New York- In the summer of 1999 I embarked on an ambitious backpacking trip attempting to travel from London to Lahore entirely overland/water. The second to last leg of this rambling adventure was securing a visa for the Islamic Republic of Iran, the preferred exonym of the country’s post-1979 clerical revolutionary rulers. I anxiously applied for a transit visa (a tourist visa would’ve been much harder to come by at the time) at the Iranian embassy in Ankara and was gruffly informed the process could take as long as several weeks-which seemed like an eternity at that age.
In the interim I travelled extensively around southeastern Turkey/Kurdistan, skirting along the Syrian, Iraqi, Iranian, Azeri, and Armenian borderlands. I was just scratching the surface of both Eurasia’s utterly complex, divisive histories and my interest in photography. For I wanted not to be a photojournalist showing the world bursting at the seems, but a photographer using gorgeous imagery composed of diverse human and physical geography that emphasized man’s commonalities.
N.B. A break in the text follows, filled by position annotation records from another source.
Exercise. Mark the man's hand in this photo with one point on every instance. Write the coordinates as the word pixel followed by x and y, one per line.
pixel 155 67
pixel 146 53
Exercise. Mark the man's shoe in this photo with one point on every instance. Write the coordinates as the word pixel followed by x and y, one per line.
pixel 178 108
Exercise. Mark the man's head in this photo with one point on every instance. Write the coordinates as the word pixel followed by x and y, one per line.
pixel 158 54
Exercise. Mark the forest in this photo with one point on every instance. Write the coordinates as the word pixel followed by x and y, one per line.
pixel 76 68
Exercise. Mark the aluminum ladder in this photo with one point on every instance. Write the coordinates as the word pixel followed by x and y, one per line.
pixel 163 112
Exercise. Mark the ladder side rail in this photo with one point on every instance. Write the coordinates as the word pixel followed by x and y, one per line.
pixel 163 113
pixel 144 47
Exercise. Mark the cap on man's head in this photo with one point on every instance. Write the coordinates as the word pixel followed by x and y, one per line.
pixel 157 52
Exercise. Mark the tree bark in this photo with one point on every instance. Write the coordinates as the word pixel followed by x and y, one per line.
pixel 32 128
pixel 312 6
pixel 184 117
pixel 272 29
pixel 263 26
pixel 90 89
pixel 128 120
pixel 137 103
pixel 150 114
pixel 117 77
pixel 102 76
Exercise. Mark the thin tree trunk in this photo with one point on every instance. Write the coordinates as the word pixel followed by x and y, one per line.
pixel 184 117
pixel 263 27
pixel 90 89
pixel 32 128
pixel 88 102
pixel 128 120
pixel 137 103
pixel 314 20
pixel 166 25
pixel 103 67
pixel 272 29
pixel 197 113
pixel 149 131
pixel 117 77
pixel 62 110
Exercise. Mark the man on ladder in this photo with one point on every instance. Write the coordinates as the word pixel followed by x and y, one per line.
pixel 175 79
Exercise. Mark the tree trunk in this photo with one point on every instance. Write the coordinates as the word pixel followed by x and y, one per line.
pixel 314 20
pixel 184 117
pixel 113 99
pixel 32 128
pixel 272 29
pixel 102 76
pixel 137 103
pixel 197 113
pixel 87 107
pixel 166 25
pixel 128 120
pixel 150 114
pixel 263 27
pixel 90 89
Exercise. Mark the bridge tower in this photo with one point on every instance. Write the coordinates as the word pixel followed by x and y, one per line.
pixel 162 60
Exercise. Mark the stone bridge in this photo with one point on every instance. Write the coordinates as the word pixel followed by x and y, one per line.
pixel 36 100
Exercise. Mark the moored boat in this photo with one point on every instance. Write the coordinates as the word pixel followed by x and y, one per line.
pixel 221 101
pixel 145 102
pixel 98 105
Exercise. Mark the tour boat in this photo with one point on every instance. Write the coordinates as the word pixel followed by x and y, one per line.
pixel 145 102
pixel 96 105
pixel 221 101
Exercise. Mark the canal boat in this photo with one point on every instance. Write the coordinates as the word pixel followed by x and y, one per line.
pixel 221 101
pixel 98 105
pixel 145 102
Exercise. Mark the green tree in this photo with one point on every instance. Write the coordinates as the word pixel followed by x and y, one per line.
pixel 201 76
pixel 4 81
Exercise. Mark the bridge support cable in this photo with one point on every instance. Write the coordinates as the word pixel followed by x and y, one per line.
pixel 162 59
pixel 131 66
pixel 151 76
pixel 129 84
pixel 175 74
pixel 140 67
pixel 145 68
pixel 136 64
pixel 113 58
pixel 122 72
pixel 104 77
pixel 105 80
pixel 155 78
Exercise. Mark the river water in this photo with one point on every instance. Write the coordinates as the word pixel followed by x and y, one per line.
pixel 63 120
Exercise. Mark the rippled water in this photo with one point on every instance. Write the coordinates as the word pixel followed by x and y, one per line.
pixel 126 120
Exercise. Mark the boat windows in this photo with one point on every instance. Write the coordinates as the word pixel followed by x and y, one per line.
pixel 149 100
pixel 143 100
If I had envisioned myself as a war correspondent then I would have gotten myself into Kosovo that summer, rather than giving the Balkan conflict a very wide berth in circumambulating through the Italian peninsula when traveling from Budapest to Athens. To me at the time, wars were transitory events and historical epochs seemed eternal.
After 15 days of traveling through vast swaths of Turkey completely devoid of the hordes of ANZAC backpackers frolicking in Istanbul and its party-all-the-time West on the notorious Fez Bus circuit, I was finally granted an Iranian visa. But with my fall university semester quickly on the horizon back out in San Diego and having already traveled to Doğubeyazıt on the Turkey-Iran border, I had to fly to Tehran’s Mehrabad Airport in order to save time and have enough days to travel through nearly all of Pakistan afterward and return to California in time to sign up for that fall’s classes.
Arriving in Tehran, I then embarked on a massive road tour via the country’s bus network that would eventually have me riding in a Balochi smuggler’s Toyota Hi-lux truck to the Mirjaveh/Taftan border and crossing a mind-blowing civilizational boundary separating the Iranian plateau from South Asia on foot. There are richer elements to this story but I am leaving them in my long form, as yet unpublished book project. I stumbled on these photos while working on another project and felt like throwing up a few images to remind myself of this hopeful time period if nothing else.